Non mais t'es sérieux Justin ?
Attend, attend un peu mon petit bonhomme. On est d'accord, quand t'as repris la série des Fast and Furious, tu ne voulais pas forcément donner dans le méta-cinéma. On est d'accord, t'avais pas franchement pour but de titiller Godard et Kubrick sur leurs piédestaux. Bon, mais ça n'excuse rien ce que tu viens de nous sortir là. Ce Fast 6, excuse-moi de te le dire comme ça, sans mettre de gants en latex stérilisés, c'est carrément n'importe quoi.

Pourtant j'aime bien les no-brainer dans le genre. Le Fast and Furious 5 avait même été une petite surprise. Une expérience des plus sympathiques qui ne le plaçait pas trop mal sur l’échelle de Michael Mann (Vous voyez l’échelle de Scoville pour l’intensité de vos piments ? C’est la même chose mais pour la qualité d’un polar-thriller). Justin Lin, notre cher réalisateur avait joué sur des choix plus logiques, moins de bling-bling, la mise à mort définitive du tuning, l’arrivée d’un soupçon de réalisme (OUI on peut tirer un coffre-fort de plusieurs centaines de tonnes à travers les rues de Rio avec sa voiture, faire des millions de dollars de dégâts et être socialement intégré), une caméra maîtrisée qui rendait l'action lisible, un sens de l’esthétique certain, un petit scénario con-con mais qui se suivait facilement et qui arrivait à maintenir l'intérêt pendant les deux heures du machin.

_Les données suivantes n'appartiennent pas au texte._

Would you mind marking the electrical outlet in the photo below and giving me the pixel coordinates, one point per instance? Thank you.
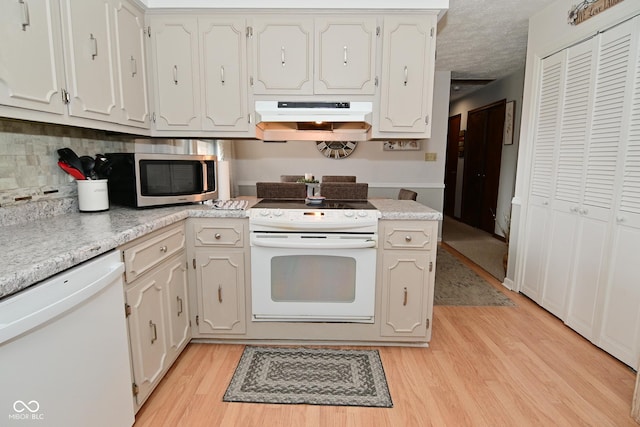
(430, 157)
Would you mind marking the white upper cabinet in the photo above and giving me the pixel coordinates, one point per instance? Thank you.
(176, 75)
(82, 60)
(406, 87)
(132, 75)
(31, 68)
(300, 55)
(223, 70)
(345, 52)
(90, 59)
(283, 55)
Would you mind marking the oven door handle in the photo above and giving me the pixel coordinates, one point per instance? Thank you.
(331, 244)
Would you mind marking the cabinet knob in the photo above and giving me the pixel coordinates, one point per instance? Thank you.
(154, 331)
(25, 15)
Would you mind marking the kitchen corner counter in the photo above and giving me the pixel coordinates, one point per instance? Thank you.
(35, 250)
(38, 249)
(405, 209)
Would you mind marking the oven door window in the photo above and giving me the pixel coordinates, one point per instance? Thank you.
(313, 278)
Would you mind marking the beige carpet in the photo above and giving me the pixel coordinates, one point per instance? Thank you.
(477, 245)
(457, 284)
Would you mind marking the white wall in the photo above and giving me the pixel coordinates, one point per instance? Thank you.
(509, 88)
(385, 171)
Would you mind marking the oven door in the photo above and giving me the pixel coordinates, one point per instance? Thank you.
(313, 277)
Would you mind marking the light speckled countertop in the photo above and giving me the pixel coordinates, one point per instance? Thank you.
(36, 250)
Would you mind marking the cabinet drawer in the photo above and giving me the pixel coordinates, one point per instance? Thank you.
(222, 233)
(409, 236)
(143, 256)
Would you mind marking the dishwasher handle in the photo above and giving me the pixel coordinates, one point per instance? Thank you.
(37, 306)
(329, 244)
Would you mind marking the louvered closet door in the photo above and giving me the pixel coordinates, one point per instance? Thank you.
(568, 189)
(620, 330)
(610, 107)
(542, 171)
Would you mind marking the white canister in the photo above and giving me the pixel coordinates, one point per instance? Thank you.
(93, 195)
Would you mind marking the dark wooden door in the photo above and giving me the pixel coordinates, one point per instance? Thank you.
(483, 153)
(451, 165)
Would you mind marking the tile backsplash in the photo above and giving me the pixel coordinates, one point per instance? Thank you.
(29, 162)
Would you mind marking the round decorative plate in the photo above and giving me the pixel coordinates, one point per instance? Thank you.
(336, 149)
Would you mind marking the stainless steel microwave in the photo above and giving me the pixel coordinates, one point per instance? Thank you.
(143, 180)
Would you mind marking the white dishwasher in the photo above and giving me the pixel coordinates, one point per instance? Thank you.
(64, 358)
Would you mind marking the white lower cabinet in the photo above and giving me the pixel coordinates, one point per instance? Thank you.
(408, 275)
(218, 259)
(157, 305)
(220, 290)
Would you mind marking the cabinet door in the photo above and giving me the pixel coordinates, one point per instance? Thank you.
(174, 45)
(345, 56)
(542, 170)
(147, 332)
(220, 287)
(132, 77)
(90, 61)
(283, 55)
(405, 290)
(223, 55)
(620, 330)
(31, 67)
(408, 53)
(175, 276)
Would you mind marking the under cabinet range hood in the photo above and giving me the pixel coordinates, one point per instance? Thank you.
(313, 121)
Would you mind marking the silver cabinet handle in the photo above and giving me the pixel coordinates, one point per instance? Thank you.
(179, 300)
(94, 46)
(25, 15)
(154, 332)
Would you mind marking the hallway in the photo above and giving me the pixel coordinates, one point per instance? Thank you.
(479, 246)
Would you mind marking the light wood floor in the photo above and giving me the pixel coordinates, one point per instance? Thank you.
(486, 366)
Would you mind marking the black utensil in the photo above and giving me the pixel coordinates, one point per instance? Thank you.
(88, 164)
(102, 166)
(68, 156)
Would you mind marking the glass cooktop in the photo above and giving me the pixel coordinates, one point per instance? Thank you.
(300, 204)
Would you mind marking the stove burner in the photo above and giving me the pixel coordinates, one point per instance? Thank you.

Pour celui-là Justin, tu t'en sortais carrément avec les honneurs. T'avais même réussi le tour de force de réconcilier une grosse partie du public avec ta série fétiche (travail déjà bien entamé par le 4 selon certains).
Alors forcément pour ce Fast 6, on pouvait en toute légitimité y aller confiant. On allait retrouver Dominic Toretto et ses potes, qu'on s'en fout de leurs noms donc qu'on appellera "Le blond", "le chinois", "la meuf du blond", "la meuf du chinois" et "les deux blacks". Ca n'est pas bien grave que tes personnages partagent un demi-charisme à être exposés dans les étals d’un marché de gros du bassin d’Arcachon. On ne t’en veut pas non plus d’écrire tes scénarios sur le verso d’une feuille de PQ usagée. Ce n'est pas pour ça qu'on va voir tes films, c'est pour Vin, pour Dwayne aussi depuis peu et pour les scènes de bagnoles jouissives et un peu improbables.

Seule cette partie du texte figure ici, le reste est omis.